Se a busca da felicidade for uma espécie de mito, outro seria a angústia de descobrir quais são os nossos reais desejos, esta, sim, bastante comum como motivação da ida ao divã, ele reconhece. A resposta, no entanto, pode decepcionar. "Eu acho que não existe o que a gente realmente deseja, acho até que a psicanálise involuntariamente vendeu essa ideia, mas não está escrito em algum lugar occipital do seu cérebro, em três neurônios, qual é o seu real desejo, aquele que você precisaria encontrar para depois realizar. Tudo bem, a gente recebe esse pedido, mas é totalmente fajuto. O que existe é o exercício do desejo que se dá em situações complexas na interação com o mundo. Então, dizer 'ah, eu me tornei jornalista, na verdade, porque tinha um amigo do meu pai e poderia ter feito outra coisa, mas tive essa oportunidade'. É assim mesmo, o desejo é assim que nasce; não é: 'ai, meu deus, qual é o meu desejo?'"
Entre uma fatia e outra de vitelo, ele relaciona, a meu pedido, seus prazeres, e começa pelo próprio prato. A lista segue com lençóis de fio egípcio, as amizades, o sexo. "Eu pratico com bastante esforço, no melhor sentido dessa palavra, a tentativa de não perder a dimensão de prazer, inclusive sensorial, na vida de cada dia. Me considero, e não acho que seja palavrão, hedonista numa época muito pouco assim. Acho que estamos num dos momentos menos hedonistas da história do Ocidente", lamenta. "Não vou dizer que, ah é legal, vamos todos voltar a fumar. Mas dizer tipo: hoje não vou transar porque às 5h30 vou correr, porque mais tarde eu vou trabalhar e... Isso é bizarro."

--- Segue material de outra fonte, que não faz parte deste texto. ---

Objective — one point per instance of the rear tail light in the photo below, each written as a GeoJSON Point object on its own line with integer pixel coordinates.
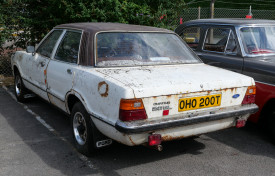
{"type": "Point", "coordinates": [154, 139]}
{"type": "Point", "coordinates": [250, 95]}
{"type": "Point", "coordinates": [131, 109]}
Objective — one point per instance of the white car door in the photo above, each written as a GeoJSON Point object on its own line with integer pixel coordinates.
{"type": "Point", "coordinates": [61, 69]}
{"type": "Point", "coordinates": [36, 68]}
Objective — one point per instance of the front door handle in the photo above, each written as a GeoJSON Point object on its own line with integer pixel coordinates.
{"type": "Point", "coordinates": [42, 64]}
{"type": "Point", "coordinates": [69, 71]}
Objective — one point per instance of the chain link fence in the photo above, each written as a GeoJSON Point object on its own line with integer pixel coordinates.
{"type": "Point", "coordinates": [195, 13]}
{"type": "Point", "coordinates": [187, 14]}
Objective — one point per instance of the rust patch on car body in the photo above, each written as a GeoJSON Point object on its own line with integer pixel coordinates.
{"type": "Point", "coordinates": [103, 89]}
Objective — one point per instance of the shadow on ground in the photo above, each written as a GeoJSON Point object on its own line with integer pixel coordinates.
{"type": "Point", "coordinates": [61, 155]}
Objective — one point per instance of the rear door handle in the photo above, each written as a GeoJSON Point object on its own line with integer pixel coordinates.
{"type": "Point", "coordinates": [69, 71]}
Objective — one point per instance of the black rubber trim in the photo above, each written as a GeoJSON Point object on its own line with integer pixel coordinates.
{"type": "Point", "coordinates": [145, 126]}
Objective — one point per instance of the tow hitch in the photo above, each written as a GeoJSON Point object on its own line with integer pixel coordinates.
{"type": "Point", "coordinates": [154, 141]}
{"type": "Point", "coordinates": [240, 123]}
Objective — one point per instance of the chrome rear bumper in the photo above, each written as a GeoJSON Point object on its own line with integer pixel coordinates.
{"type": "Point", "coordinates": [185, 120]}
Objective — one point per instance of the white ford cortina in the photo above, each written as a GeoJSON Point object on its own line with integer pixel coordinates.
{"type": "Point", "coordinates": [132, 84]}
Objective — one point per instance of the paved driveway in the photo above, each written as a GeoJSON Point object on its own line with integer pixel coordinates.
{"type": "Point", "coordinates": [35, 139]}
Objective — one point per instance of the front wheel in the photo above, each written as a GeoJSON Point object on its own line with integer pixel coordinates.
{"type": "Point", "coordinates": [82, 130]}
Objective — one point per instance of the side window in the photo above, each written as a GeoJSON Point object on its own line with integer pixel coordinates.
{"type": "Point", "coordinates": [191, 36]}
{"type": "Point", "coordinates": [231, 47]}
{"type": "Point", "coordinates": [48, 44]}
{"type": "Point", "coordinates": [68, 48]}
{"type": "Point", "coordinates": [216, 39]}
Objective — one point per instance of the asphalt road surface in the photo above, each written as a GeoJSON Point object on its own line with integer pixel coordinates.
{"type": "Point", "coordinates": [35, 139]}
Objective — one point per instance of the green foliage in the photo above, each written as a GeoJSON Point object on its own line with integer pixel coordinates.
{"type": "Point", "coordinates": [36, 17]}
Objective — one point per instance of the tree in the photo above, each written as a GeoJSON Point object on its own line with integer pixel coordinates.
{"type": "Point", "coordinates": [35, 18]}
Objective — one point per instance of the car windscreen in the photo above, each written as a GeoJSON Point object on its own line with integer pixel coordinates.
{"type": "Point", "coordinates": [258, 40]}
{"type": "Point", "coordinates": [140, 48]}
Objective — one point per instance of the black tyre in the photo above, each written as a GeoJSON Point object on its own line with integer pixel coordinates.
{"type": "Point", "coordinates": [82, 130]}
{"type": "Point", "coordinates": [19, 88]}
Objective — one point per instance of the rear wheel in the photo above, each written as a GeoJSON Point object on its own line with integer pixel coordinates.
{"type": "Point", "coordinates": [82, 129]}
{"type": "Point", "coordinates": [271, 123]}
{"type": "Point", "coordinates": [19, 88]}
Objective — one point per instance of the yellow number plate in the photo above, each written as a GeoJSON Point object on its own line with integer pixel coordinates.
{"type": "Point", "coordinates": [186, 104]}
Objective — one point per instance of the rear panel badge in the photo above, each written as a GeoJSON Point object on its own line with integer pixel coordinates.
{"type": "Point", "coordinates": [236, 96]}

O sexo, esse prazer tão disponível, continua sendo um tabu. Talvez não tenha sido à toa que uma das colunas de maior repercussão do psicanalista saiu em 2006, quando explodiu na internet o vídeo em que a modelo e apresentadora Daniela Cicarelli transava na praia. O texto dele mostrava surpresa pela polêmica com o que considerava cenas de amor, absolutamente normais. Afinal quantas pessoas já não fizeram sexo na praia? O retorno sobre essa visão bem dissonante do tom escandalizado com que o vídeo foi tratado foi muito positivo e - como sempre, ele revela - bem maior entre as leitoras. São episódios como esse que revelam o quão diferente é a realidade da sexualidade no Brasil da imagem que se tem dela.